Type inference can also be your friend in some cases allowing you to drop the finial type annotation like in the following contrived case:

> replicate (mySum 1 2 3 4) 6
[6,6,6,6,6,6,6,6,6,6]

Regarding:

Also is there an equivalent function to the one above that does not rely on extensions?

I think you are out of luck. I would like to note that unless you have a reason to move away from GHC or stay with Haskell98 or Haskell2010 the extensions do you no harm and cause little compatibility problems since most people seem to be on GHC anyways.

Edit: Additional explanation

Let start off explaining the difference between the simpler instances. I will be adding the postfix 2 to some of the names for implementation I provided.

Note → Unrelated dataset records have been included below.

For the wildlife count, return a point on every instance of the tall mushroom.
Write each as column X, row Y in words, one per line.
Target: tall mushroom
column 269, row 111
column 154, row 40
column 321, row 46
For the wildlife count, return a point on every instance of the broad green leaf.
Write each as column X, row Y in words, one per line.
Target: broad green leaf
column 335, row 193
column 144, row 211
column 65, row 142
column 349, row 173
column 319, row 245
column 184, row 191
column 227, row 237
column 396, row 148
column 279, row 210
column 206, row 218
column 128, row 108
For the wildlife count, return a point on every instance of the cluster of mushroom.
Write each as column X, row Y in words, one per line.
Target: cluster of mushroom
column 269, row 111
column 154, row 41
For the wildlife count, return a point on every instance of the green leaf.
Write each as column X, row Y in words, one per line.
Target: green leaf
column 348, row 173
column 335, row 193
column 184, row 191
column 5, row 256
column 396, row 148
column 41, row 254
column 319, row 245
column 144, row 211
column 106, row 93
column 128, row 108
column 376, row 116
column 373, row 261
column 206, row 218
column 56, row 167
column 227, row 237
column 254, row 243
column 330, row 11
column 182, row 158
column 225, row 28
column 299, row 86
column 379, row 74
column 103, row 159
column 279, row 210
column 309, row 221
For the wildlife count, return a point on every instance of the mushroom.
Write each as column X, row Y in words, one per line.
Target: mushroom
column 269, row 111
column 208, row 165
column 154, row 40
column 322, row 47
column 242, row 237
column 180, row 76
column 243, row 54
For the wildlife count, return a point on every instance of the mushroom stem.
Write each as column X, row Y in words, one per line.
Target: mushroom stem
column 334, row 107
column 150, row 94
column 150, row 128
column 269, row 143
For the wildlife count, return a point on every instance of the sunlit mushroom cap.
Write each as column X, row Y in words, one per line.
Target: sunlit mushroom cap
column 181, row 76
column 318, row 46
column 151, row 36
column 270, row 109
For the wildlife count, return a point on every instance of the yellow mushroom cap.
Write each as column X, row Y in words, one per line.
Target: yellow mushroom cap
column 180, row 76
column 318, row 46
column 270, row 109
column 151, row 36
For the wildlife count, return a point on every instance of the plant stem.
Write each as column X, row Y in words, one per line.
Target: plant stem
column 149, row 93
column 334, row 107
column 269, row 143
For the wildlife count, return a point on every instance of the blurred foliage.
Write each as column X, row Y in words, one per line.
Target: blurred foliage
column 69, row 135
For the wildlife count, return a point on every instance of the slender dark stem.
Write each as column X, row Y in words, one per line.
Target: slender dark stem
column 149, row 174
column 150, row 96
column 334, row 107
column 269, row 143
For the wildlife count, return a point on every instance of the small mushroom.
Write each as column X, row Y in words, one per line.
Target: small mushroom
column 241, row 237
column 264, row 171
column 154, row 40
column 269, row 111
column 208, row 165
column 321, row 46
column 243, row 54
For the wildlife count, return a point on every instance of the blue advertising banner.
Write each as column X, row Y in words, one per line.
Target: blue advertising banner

instance (Num n) => MySumType n n where
    mySum x = x

If you combine this with the class declaration:

class (Num n) => MySumType n r where
    mySum :: n -> r

mySum has a type signature of mySum :: (Num n) => n -> n. That n -> n is saying a 1 arity function that takes a type n, produces an n and n has a class of Num.

When using this mySum I have to specify what I give it and what it produces.

mySum 1 :: Int
mySum (1 :: Int)

will both give errors only when the input and the output type are specified will it give a result:

mySum (1 :: Int) :: Int
            ^       ^
            |       specify output type
            specify input type

produces a result( 1 in this case). This is because you have given an instance for n -> n but some one could later add a instance for n -> m such as Int -> Double like the following:

instance MySumType Int Double where
    mySum x = 2 * fromIntegral x

> mySum (1::Int) :: Int
1
> mySum (1::Int) :: Double
2.0

These instances each match a very narrow swath of all possible 1 arity function types.

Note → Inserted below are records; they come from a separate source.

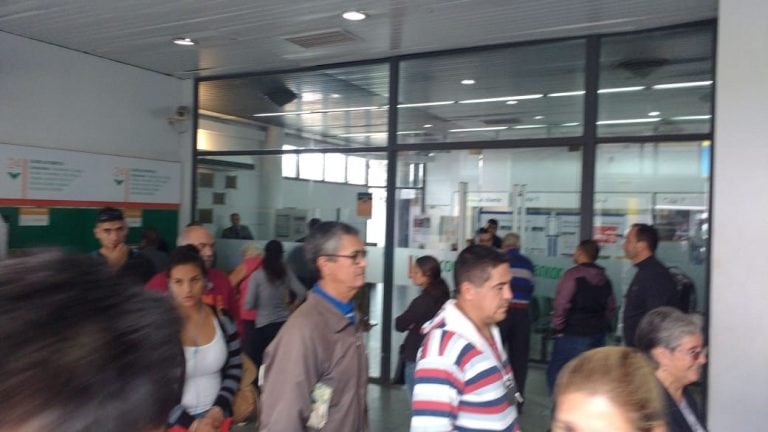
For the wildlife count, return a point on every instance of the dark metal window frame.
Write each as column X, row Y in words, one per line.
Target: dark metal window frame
column 588, row 142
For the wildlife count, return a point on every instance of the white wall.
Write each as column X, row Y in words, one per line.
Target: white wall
column 738, row 375
column 56, row 98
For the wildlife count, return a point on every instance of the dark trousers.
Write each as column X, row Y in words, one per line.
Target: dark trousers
column 516, row 334
column 567, row 348
column 264, row 336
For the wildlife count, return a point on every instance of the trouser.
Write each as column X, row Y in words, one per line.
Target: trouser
column 264, row 336
column 516, row 335
column 565, row 349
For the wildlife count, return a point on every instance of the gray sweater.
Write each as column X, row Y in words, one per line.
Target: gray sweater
column 270, row 300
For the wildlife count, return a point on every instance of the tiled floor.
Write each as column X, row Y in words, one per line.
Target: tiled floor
column 389, row 409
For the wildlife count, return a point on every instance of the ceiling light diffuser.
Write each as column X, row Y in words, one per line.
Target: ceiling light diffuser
column 184, row 41
column 354, row 16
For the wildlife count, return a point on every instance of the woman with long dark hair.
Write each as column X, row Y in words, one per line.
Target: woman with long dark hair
column 211, row 348
column 272, row 290
column 425, row 273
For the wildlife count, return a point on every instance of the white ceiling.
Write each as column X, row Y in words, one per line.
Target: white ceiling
column 244, row 36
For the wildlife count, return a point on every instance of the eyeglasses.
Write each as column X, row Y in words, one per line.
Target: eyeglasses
column 696, row 353
column 356, row 256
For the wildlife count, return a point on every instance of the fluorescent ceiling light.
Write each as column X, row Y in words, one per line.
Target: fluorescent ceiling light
column 354, row 16
column 682, row 85
column 368, row 134
column 628, row 121
column 479, row 129
column 621, row 89
column 502, row 99
column 426, row 104
column 283, row 113
column 573, row 93
column 707, row 117
column 348, row 109
column 184, row 41
column 678, row 207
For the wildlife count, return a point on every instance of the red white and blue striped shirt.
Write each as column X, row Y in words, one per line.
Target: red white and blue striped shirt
column 460, row 378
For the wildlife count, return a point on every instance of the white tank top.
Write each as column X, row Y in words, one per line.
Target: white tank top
column 203, row 374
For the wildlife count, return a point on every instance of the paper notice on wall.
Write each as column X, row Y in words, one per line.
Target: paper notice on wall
column 133, row 217
column 32, row 173
column 34, row 216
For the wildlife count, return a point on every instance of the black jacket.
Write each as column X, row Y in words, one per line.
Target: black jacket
column 653, row 286
column 675, row 420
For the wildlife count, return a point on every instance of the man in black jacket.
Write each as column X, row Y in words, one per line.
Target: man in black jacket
column 652, row 286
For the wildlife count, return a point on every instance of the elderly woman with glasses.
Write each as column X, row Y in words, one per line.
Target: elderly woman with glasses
column 674, row 341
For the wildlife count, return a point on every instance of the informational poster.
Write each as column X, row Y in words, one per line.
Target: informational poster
column 34, row 216
column 33, row 175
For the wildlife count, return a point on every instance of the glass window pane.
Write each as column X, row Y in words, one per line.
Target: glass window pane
column 534, row 192
column 335, row 167
column 663, row 184
column 336, row 107
column 290, row 163
column 275, row 207
column 311, row 166
column 656, row 83
column 533, row 91
column 356, row 170
column 377, row 173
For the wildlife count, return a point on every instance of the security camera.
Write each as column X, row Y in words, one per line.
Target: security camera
column 182, row 112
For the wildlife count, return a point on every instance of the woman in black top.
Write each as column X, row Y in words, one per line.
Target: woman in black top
column 425, row 274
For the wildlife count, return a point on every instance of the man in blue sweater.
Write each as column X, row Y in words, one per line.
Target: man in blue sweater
column 516, row 327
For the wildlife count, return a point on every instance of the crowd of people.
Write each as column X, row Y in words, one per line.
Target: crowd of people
column 152, row 348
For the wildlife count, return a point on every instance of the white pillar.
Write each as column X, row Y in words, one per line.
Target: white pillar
column 738, row 371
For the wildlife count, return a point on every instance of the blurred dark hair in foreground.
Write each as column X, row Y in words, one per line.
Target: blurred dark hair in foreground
column 81, row 350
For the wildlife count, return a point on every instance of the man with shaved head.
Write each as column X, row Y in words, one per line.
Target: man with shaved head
column 218, row 292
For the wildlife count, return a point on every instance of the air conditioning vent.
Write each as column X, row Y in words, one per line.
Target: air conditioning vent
column 322, row 39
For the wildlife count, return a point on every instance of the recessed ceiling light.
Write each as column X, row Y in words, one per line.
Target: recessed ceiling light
column 354, row 16
column 184, row 41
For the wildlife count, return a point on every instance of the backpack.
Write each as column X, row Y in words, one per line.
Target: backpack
column 686, row 290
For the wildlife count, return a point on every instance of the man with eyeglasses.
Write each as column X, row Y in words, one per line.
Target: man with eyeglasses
column 316, row 371
column 111, row 231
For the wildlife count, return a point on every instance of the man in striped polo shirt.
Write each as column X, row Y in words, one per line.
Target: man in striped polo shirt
column 463, row 379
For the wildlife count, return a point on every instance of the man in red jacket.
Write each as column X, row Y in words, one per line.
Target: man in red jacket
column 218, row 292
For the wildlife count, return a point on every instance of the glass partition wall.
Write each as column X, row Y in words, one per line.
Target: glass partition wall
column 557, row 140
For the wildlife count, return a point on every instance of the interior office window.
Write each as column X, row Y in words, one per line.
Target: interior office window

Now lets look at the modified version

instance (Num n, m~n) => MySumType n m where
    mySum x = x

mySum here has the type signature mySum :: (Num n, m~n) => n -> m this type signature is saying for all 1 arity functions that take type n and produce type m where n has the class Num and m is equal to n. Notice that this started off matching all 1 arity functions, n -> m, any n to any m then put contrants on it.

Now it is possible to do:

> mySum2 (1::Int)
1
> mySum2 1 :: Int
1

Once the input is specified the output is specified too. Other explanations 1, 2.

This does not stop us from specifiy more specific instances like Int -> Double like before either:

instance MySumType Int Double where
    mySum x = 2 * fromIntegral x

> mySum2 1 :: Int
1
> mySum2 1 :: Double
1.0
> mySum2 (1 :: Int) :: Double
2.0

Only the last mySum2 is working off the Int -> Double instance. This is a property of IncoherentInstances and I think I will leave it to another stackoverflow question to answer the role that IncoherentInstances is playing.